Far East Knitting keen to keep operations vibrant


FE Report | Published: May 19, 2014 00:00:00 | Updated: November 30, 2026 06:01:00



Far East Knitting and Dyeing Industries (FEKDI), a cent per cent export-oriented company which got regulatory nod to offload shares, plans to keep their operations vibrant to ensure due benefits of workers and shareholders, officials said.
The company management said this Saturday while talking of their future plan with journalists who visited the factory.
"Nobody will be able to assess whether there is any gap between the prospectus of our company and the reality unless s/he observes the physical existence and operational capacity of our factory," said Asif Moyeen, managing director of the company.
The Bangladesh Securities and Exchange Commission (BSEC) approved the IPO (initial public offering) proposal of Far East Knitting on March 25 for raising fund worth Tk 675 million under fixed price method.
As per the proposal, the company will offload 25 million ordinary shares at an offer price of Tk 27 each, including a premium of Tk 10.

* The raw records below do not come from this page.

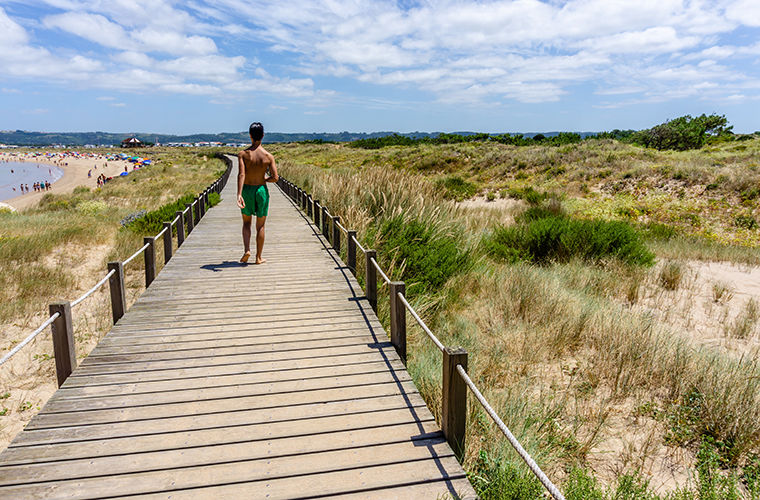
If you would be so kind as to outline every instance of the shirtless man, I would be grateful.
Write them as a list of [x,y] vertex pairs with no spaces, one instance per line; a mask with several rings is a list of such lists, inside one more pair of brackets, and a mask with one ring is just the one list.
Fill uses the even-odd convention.
[[[269,189],[267,182],[277,182],[277,166],[272,156],[261,146],[264,126],[259,122],[251,123],[248,133],[251,135],[251,147],[238,153],[238,189],[237,202],[243,214],[243,247],[245,253],[240,262],[246,263],[251,257],[251,221],[256,216],[256,264],[263,264],[261,258],[264,249],[264,223],[269,213]],[[267,170],[269,176],[267,176]]]

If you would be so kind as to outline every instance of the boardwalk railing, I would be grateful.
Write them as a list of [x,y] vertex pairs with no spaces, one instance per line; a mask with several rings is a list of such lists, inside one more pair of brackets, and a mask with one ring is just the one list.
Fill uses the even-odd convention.
[[347,265],[356,275],[356,250],[365,256],[365,295],[372,309],[377,312],[377,278],[378,275],[389,288],[391,343],[399,357],[406,363],[406,312],[414,318],[425,334],[435,344],[443,356],[443,378],[441,391],[441,430],[452,450],[461,460],[465,451],[465,433],[467,428],[467,391],[472,391],[475,400],[483,407],[489,417],[509,441],[510,445],[520,455],[520,458],[530,468],[541,484],[556,500],[564,500],[559,489],[544,474],[535,460],[525,451],[499,415],[486,401],[483,394],[467,374],[467,351],[461,347],[446,347],[428,328],[419,314],[406,299],[406,287],[403,281],[392,281],[377,262],[377,252],[364,248],[356,237],[356,231],[346,229],[340,223],[340,217],[331,214],[325,205],[314,199],[309,193],[292,182],[280,176],[278,185],[293,202],[311,217],[314,224],[321,228],[322,235],[340,255],[341,233],[346,238]]
[[209,207],[208,196],[210,193],[221,193],[229,179],[232,165],[227,164],[225,172],[209,187],[204,189],[192,203],[187,204],[185,210],[175,213],[174,220],[164,222],[164,228],[155,236],[144,238],[144,245],[123,262],[109,262],[108,273],[78,299],[68,302],[53,302],[49,306],[50,317],[46,319],[35,331],[29,334],[23,341],[0,359],[0,366],[4,365],[24,346],[29,344],[40,333],[50,326],[53,337],[53,354],[55,357],[55,372],[58,378],[58,387],[63,385],[77,364],[76,350],[74,345],[74,328],[72,321],[72,309],[84,302],[100,287],[108,282],[111,292],[111,313],[114,324],[124,316],[127,309],[126,293],[124,290],[124,266],[143,254],[145,260],[145,287],[149,287],[156,277],[156,240],[163,237],[164,264],[172,258],[172,227],[177,234],[177,247],[185,241],[185,223],[187,234],[192,232],[193,227],[206,214]]

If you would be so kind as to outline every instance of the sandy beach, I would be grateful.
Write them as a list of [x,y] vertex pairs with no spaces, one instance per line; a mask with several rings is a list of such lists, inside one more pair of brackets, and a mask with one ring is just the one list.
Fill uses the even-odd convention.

The company will raise the fund for BMRE (balancing, modernization, rehabilitation and expansion) of its factory and repayment of bank loans.

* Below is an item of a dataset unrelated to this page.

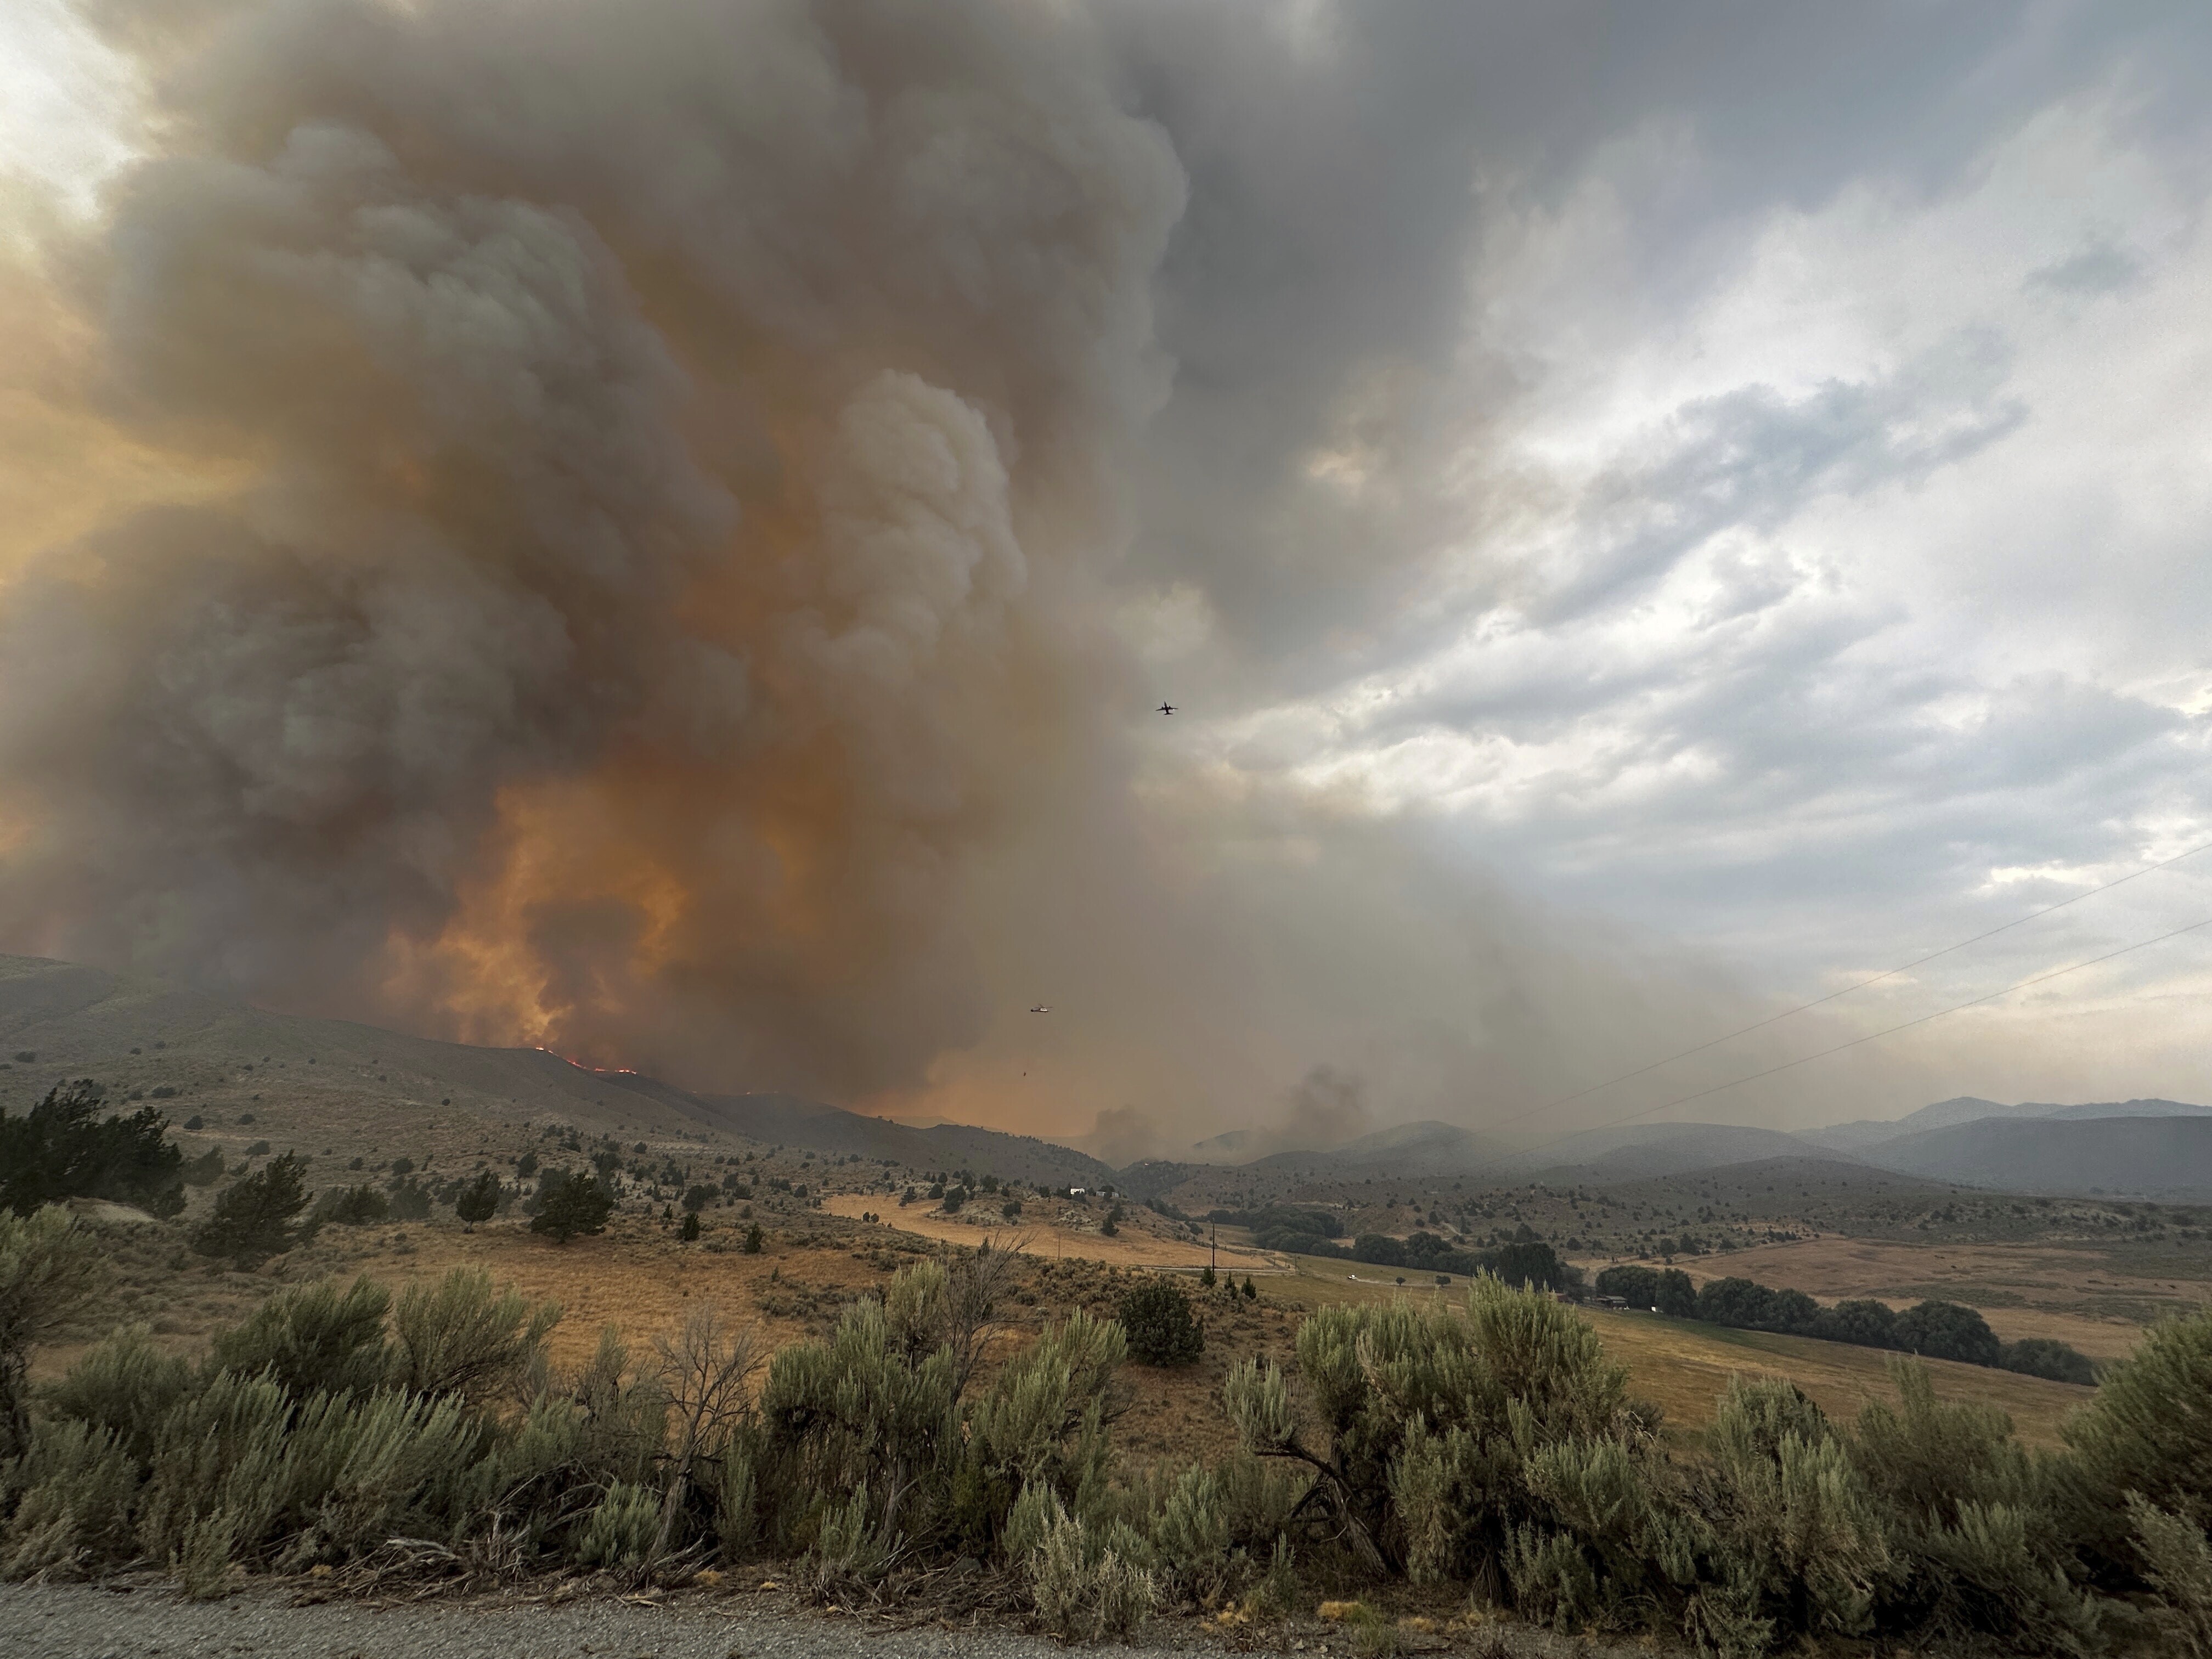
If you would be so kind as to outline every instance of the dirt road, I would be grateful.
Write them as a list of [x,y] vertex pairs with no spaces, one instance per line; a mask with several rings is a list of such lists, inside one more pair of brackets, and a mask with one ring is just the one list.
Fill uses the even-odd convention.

"After repayment of bank loans our profit is likely to increase significantly," Mr. Moyeen said.  
According to the audited report, the company's sales revenue was above Tk 2.08 billion for the year ending on June 30, 2011, above Tk 2.35 billion for the year ending on June 30, 2012, and above Tk 2.31 billion for the year ending on June 30, 2013.
 "On the basis of the current orders our sales revenue is likely to stand at Tk 2.70 billion for the year ending on June 30, 2014," said the Far East Knitting MD.

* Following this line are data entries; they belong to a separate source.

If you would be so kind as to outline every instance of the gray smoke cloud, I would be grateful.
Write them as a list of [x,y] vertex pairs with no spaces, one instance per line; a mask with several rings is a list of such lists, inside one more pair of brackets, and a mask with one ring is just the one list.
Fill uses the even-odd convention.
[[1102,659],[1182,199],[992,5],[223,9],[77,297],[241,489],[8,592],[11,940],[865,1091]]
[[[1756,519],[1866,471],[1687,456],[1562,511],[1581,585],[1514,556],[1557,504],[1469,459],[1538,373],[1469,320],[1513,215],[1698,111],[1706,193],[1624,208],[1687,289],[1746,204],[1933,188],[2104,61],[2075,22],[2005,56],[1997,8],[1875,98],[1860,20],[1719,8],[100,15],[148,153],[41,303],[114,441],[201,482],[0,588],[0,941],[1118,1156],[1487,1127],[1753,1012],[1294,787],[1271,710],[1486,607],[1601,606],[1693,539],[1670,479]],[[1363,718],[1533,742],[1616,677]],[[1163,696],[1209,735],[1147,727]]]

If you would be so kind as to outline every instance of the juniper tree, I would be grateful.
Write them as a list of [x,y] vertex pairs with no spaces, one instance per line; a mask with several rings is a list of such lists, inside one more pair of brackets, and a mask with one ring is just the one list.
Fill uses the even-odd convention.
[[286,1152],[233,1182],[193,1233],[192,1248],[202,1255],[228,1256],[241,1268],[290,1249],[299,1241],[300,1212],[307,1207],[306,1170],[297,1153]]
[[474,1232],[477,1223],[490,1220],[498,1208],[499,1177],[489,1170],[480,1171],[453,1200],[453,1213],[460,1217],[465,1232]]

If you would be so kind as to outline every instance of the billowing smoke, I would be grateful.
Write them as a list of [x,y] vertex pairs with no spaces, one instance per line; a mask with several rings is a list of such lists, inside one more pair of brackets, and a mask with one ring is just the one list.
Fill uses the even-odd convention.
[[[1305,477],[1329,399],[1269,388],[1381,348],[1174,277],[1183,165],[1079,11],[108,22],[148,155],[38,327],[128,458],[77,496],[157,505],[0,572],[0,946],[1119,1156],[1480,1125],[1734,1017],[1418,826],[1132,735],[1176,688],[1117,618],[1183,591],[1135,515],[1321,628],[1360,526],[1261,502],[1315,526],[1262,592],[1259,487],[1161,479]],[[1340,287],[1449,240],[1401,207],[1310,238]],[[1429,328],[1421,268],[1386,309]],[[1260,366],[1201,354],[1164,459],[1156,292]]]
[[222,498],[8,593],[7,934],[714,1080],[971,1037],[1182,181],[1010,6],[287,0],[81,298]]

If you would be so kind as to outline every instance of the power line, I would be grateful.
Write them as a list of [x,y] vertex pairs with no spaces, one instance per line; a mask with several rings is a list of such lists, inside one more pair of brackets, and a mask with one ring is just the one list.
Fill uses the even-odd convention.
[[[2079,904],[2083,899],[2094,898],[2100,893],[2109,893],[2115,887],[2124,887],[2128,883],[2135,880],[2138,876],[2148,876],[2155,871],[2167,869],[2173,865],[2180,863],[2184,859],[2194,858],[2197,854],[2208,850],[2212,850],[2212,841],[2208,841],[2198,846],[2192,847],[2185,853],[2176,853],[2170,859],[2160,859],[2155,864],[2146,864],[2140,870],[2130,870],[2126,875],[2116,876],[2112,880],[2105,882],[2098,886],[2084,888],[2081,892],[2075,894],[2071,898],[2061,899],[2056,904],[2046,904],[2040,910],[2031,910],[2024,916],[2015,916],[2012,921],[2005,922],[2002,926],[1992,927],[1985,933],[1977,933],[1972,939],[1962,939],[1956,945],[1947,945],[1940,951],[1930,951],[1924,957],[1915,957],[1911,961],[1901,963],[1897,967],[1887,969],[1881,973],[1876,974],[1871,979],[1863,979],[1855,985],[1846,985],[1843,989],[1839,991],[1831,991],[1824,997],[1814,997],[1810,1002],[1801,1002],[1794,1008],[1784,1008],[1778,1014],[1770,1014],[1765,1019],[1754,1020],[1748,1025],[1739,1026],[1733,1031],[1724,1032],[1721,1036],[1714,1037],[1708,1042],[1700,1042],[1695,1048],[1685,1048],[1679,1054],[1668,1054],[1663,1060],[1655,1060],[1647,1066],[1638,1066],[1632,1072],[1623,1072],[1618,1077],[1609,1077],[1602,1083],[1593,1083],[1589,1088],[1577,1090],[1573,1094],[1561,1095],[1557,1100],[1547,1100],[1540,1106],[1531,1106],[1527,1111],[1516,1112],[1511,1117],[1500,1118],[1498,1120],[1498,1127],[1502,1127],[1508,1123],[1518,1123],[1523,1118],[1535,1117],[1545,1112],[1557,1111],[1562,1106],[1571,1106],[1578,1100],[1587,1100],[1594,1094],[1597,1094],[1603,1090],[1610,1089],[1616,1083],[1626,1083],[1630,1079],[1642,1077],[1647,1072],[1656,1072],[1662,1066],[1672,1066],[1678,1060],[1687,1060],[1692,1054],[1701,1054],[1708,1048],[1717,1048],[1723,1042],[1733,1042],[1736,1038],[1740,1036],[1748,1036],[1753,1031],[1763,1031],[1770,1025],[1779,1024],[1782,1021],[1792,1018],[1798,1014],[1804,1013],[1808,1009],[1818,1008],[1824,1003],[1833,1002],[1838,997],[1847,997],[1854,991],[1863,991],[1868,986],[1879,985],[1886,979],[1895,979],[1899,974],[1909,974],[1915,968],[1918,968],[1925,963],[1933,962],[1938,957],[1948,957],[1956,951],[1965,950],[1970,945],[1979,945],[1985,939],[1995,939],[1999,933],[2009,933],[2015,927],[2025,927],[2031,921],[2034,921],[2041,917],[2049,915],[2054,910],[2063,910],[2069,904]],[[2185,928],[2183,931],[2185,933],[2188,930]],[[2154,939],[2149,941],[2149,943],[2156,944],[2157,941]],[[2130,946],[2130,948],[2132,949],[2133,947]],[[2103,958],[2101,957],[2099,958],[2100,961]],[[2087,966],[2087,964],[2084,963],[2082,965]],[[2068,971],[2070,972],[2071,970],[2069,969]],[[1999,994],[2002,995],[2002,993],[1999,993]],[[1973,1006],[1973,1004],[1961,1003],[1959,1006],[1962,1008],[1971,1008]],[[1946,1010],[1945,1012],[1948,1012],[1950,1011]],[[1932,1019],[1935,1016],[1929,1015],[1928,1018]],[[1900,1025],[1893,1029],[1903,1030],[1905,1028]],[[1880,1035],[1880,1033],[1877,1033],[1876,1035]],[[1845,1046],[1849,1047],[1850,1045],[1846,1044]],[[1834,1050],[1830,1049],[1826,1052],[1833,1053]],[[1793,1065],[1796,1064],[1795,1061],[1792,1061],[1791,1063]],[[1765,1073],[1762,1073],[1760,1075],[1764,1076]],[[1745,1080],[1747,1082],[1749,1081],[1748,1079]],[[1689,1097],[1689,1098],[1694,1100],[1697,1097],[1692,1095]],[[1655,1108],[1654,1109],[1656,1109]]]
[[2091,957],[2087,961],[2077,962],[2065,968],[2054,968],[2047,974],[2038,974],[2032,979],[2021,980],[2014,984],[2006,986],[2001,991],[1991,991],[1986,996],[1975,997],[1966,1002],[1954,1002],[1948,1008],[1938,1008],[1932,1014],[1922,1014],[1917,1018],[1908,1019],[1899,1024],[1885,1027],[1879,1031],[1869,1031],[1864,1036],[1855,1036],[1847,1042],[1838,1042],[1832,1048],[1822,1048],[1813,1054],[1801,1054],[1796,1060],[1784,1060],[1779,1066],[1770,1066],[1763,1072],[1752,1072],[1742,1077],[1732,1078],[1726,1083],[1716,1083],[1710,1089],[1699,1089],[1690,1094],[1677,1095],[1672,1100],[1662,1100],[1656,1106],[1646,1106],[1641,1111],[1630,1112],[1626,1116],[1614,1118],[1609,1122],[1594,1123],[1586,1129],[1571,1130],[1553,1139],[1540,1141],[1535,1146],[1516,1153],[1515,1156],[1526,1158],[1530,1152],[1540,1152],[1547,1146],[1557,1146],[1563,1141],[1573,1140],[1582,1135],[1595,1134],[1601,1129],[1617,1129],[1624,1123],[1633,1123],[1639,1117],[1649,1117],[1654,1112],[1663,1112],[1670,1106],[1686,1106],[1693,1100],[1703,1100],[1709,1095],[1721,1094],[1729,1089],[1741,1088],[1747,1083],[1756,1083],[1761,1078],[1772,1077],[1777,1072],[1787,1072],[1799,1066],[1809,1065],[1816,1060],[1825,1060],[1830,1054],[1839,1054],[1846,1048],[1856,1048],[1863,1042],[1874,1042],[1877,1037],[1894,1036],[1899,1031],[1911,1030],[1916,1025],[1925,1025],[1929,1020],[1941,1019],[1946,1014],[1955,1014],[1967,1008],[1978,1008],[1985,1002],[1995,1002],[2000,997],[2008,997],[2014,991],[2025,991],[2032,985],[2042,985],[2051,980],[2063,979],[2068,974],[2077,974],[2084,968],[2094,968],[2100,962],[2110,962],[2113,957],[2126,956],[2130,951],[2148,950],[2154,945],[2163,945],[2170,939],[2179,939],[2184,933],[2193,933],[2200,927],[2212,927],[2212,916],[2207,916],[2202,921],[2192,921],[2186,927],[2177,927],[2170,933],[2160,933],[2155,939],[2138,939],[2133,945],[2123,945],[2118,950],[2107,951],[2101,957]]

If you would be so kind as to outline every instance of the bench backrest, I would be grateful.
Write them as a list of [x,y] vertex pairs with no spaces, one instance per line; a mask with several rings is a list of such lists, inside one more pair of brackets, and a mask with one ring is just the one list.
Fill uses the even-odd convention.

The company's net profit after tax stood at Tk 319.30 million for the year ending on June 30, 2011, Tk 399.51 million for the year ending on June 30, 2012, and Tk 231.65 million for the year ending on June 30, 2013.
When asked about their company's compliances, Mr. Moyeen said two global platforms on industrial safety issues - the Accord and the Alliance - have appreciated their building structure and fire safety measures along with ensuring due benefits to the workers.
Every year a portion of the company's profit goes to Workers Profit Participation Fund (WPPF).
The company can internally produce 2.7 MW power by using diesel and gas, whereas it requires 1.5 MW supply from the Rural Electrification Board (REB).
The factory of Far East Knitting has also fulfilled all requirements, set by the Department of Environment.
As per the financial statement for the year ending on June 30, 2013 and audited financial statements of the previous five years, the company's weighted average earning per share (EPS) and re-valued net asset value (NAV) is Tk 3.28 and Tk 19.08 respectively.
Since inception in 1994, the company maintains high standards in manufacturing garment products for the world's renowned brands by using the latest machinery, imported from Singapore, Taiwan, Greece, South Korea, Turkey and USA, the MD added.